Israeli consumer prices fell last year for the first time in eight years and would have fallen even more sharply if it hadn’t been for a sharp rise in housing prices, the Central Bureau of Statistics said on Thursday.

The consumer price index dropped 0.2% in 2014, compared with 1.8% in 2013 and a recent high of 3.9% in 2009, the CBS said. The December CPI registered no change, despite the fact that the shekel depreciated against the dollar. However, not counting home prices, prices dropped a much sharper 1.4%, the CBS said.

Deflation in developed economies is rare, but Israel and many other economies have experienced it this year. In the last decade, Israel has seen its CPI fall only twice – once in 2006 when prices dropped 0.1% and the other time in 2003 when they plunged 1.9%. In those two years, prices fell due to lower rental costs; last year, the decline was much more broad-based.

While consumers may celebrate lower prices, for policy makers it is normally a worry – a sign of an economy in distress, threatening to deter consumer spending as people hold off purchases hoping prices will fall further.

Economists doubt 2015 will see another year of deflation, but inflation will be very low.

“The Bank of Israel failed to achieve its inflation target in 2014,” said Ilan Artzi of the investment house Halman-Aldubi. “It looks like in 2015 odds are good that the Bank won’t meet the target either.
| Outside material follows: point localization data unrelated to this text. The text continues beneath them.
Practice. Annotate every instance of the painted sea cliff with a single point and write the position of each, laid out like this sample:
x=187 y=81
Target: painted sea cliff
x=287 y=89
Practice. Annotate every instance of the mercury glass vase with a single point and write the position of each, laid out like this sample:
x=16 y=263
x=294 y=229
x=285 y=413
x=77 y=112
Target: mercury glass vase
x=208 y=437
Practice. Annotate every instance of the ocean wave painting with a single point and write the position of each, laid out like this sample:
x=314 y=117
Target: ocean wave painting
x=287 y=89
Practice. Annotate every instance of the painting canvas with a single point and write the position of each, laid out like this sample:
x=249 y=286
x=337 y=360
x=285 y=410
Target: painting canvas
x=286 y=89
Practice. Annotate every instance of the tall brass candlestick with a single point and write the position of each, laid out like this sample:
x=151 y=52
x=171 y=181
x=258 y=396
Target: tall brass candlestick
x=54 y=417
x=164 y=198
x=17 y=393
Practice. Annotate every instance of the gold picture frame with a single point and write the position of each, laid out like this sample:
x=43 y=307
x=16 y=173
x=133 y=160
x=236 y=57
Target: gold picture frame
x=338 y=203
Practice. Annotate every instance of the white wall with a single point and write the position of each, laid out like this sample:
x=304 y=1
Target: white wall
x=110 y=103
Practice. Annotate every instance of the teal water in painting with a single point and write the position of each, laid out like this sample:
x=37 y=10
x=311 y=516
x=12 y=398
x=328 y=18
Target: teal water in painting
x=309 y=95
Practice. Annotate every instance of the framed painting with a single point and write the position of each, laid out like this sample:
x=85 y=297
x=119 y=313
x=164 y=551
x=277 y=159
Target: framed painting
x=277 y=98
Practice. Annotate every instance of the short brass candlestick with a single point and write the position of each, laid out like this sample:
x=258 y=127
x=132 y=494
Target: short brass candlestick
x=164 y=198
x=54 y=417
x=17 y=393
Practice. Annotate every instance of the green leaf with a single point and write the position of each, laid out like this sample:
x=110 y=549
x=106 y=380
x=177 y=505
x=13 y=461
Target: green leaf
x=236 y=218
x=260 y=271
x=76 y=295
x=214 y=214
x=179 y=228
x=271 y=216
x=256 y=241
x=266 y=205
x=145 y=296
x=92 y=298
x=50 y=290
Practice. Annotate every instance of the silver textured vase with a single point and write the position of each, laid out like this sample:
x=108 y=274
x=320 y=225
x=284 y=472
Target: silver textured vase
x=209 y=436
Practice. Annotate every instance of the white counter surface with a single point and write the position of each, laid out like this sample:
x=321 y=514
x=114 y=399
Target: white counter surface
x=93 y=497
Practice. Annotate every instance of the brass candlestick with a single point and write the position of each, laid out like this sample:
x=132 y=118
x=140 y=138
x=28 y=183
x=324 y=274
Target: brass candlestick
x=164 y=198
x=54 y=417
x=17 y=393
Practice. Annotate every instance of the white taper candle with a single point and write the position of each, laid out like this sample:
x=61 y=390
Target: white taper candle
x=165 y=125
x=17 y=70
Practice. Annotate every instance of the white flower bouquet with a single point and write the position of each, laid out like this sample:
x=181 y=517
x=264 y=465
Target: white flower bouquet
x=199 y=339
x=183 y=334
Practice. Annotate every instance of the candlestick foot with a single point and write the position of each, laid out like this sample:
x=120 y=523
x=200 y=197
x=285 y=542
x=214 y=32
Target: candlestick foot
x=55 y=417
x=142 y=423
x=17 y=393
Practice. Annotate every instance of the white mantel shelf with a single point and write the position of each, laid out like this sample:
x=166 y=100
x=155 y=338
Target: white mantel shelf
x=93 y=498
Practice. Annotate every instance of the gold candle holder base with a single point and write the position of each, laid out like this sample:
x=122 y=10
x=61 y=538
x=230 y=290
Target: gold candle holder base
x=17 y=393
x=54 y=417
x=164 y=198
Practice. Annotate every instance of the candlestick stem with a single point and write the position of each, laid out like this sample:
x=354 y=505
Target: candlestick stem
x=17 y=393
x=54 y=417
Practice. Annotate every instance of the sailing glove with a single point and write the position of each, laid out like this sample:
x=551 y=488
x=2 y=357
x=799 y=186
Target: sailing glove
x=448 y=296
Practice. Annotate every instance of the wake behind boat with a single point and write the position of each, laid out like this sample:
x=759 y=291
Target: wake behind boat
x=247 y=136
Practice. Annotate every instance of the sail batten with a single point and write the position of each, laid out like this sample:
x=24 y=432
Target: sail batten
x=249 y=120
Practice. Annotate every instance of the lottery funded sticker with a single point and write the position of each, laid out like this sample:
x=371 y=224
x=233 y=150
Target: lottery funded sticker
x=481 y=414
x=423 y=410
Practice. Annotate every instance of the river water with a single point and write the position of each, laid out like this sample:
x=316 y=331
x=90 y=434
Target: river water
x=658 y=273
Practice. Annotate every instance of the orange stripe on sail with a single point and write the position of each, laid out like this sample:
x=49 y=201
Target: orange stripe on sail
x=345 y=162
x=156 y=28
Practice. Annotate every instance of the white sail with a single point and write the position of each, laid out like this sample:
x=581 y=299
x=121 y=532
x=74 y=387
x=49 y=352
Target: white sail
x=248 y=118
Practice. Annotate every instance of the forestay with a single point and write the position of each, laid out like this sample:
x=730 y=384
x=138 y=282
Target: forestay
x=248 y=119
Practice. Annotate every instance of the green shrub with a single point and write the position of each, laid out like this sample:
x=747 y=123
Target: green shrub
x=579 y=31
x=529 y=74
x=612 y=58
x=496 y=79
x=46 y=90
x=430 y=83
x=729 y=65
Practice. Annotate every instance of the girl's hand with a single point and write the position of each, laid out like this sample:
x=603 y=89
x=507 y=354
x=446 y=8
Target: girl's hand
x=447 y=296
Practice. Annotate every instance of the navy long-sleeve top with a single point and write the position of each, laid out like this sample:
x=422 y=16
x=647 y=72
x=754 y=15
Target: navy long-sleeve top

The low December CPI shows that like other Western countries Israel has no actual inflation.”

The average forecast of economists surveyed by the Bank of Israel is for inflation of just .096% this year, below the government’s target range of 1% to 3%. The Bank of Israel itself expects somewhat higher inflation, but just 1.1%.

Artzi said the next few months will see further deflation because of falling world commodity prices, most notably oil as well as reductions in the controlled prices of water and electricity.

While economists have been raising their economic-growth forecasts for this year, Uzi Levi, chief analyst at Infinity Investment Group, expressed pessimism.

“The year 2014 ended without inflation, which reflects the mood consumers and businesses as seen in the business tendency surveys and annual Consumer Confidence survey of the CBS,” Levy said. “In other words, 2014 was just a promo for 2015, which saw declining consumption and falling prices.”